Można przypuszczać, że rolnicy mówiący pewną wczesną odmianą indoeuropejskiego rozproszyli go bez mała po całej Europie. Nie ma dowodów czy np. ok. 3000 r. p.n.e. cała neolityczna rolnicza Europa mówiła względnie jednakowym językiem, czy już wcześniej podzielił się on na dialekty. Niemniej jednak rozejście się indoeuropejskiego za pomocą fali tłumaczy (wspomniany przy omawianiu pierwszej hipotezy) brak jednolitych określeń dla lasu, jabłka czy dębu w językach południowo-europejskich. Tam gdzie te rośliny występowały nazwa utrwaliła się, a tam gdzie ich nie było - nie było też słów określających je.

Trudniej jest jednak wytłumaczyć za pomocą fali rozwój języków indoirańskich. Niewykluczone, że fala rozchodziła się w kierunku wschodnim na tereny dzisiejszego Iranu, Afganistanu, Pakistanu i Indii niosąc języki indoeuropejskie. Cywilizacja doliny Indusu przeżywała rozkwit ok. 3000 r. p.n.e. i gwałtownie upadła ok. 1800 r. p.n.e. Nie wiadomo co było tego przyczyną. Najstarsze indyjskie dzieło literackie "Rygweda" wspomina o najeździe wojowniczych Ariów na rydwanach. Można przypuszczać, że był to najazd zorganizowanych wojowniczych plemion z północy (z dzisiejszego Uzbekistanu czy Turkmenistanu) mówiących przodkiem późniejszych języków indoirańskich. Z drugiej zaś strony można nie dawać wiary zapisom "Rygwedy" i przyjąć, że rolnictwo dotarło na zasadzie fali z Bliskiego Wschodu natomiast cywilizacja Indusu upadła wskutek załamania się systemu.

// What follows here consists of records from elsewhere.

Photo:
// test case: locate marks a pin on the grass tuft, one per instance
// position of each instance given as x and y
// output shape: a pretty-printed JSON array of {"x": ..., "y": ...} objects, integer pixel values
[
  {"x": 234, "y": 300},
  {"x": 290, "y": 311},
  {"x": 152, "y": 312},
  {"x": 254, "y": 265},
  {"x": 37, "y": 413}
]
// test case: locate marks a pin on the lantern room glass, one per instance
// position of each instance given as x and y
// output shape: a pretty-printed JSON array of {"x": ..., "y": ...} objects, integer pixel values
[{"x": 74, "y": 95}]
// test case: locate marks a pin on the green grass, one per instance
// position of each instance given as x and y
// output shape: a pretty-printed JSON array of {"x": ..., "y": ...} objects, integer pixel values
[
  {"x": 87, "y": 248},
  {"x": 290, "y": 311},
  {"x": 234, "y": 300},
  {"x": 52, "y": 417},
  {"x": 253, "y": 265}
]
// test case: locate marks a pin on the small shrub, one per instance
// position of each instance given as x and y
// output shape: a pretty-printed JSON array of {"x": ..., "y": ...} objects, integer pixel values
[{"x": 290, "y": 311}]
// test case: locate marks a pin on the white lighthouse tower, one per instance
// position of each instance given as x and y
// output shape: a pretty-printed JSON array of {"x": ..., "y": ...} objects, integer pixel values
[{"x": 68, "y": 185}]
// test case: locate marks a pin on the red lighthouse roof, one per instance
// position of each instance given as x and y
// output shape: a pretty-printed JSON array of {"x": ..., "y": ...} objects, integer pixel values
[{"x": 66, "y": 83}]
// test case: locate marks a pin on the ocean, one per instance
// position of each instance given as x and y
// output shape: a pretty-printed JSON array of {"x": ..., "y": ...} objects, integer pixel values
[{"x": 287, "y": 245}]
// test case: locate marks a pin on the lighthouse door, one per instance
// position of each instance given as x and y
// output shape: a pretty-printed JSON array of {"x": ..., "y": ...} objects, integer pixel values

Wojowniczy nomadowie ze stepów azjatyckich, którzy mogli przynieść języki indoeuropejskie w dolinę Indusu prawdopodobnie dotarli też do chińskiego Turkiestanu, gdzie natrafiono na inskrypcje w językach tocharskich.

HIPOTEZA 1 KONTRA HIPOTEZA 2

Co wybrać? Pierwsza hipoteza jest zdecydowanie bardziej popularna, ponieważ jest dużo starsza i była pierwszą kompleksową hipotezą w tym temacie. Dlatego niemalże we wszystkich książkach popularno-naukowych przyjmuje się, że języki indoeuropejskie rozeszły się po Europie i Azji dzięki migracjom plemion mówiących językami indoeuropejskimi. Druga hipoteza jest nie mniej prawdopodobna, ale dla zwolenników starszej hipotezy trudniejsza do zaakceptowania.

W ostatnich latach pojawiają się także kolejne hipotezy będące niekiedy kombinacjami obu wspomnianych wyżej.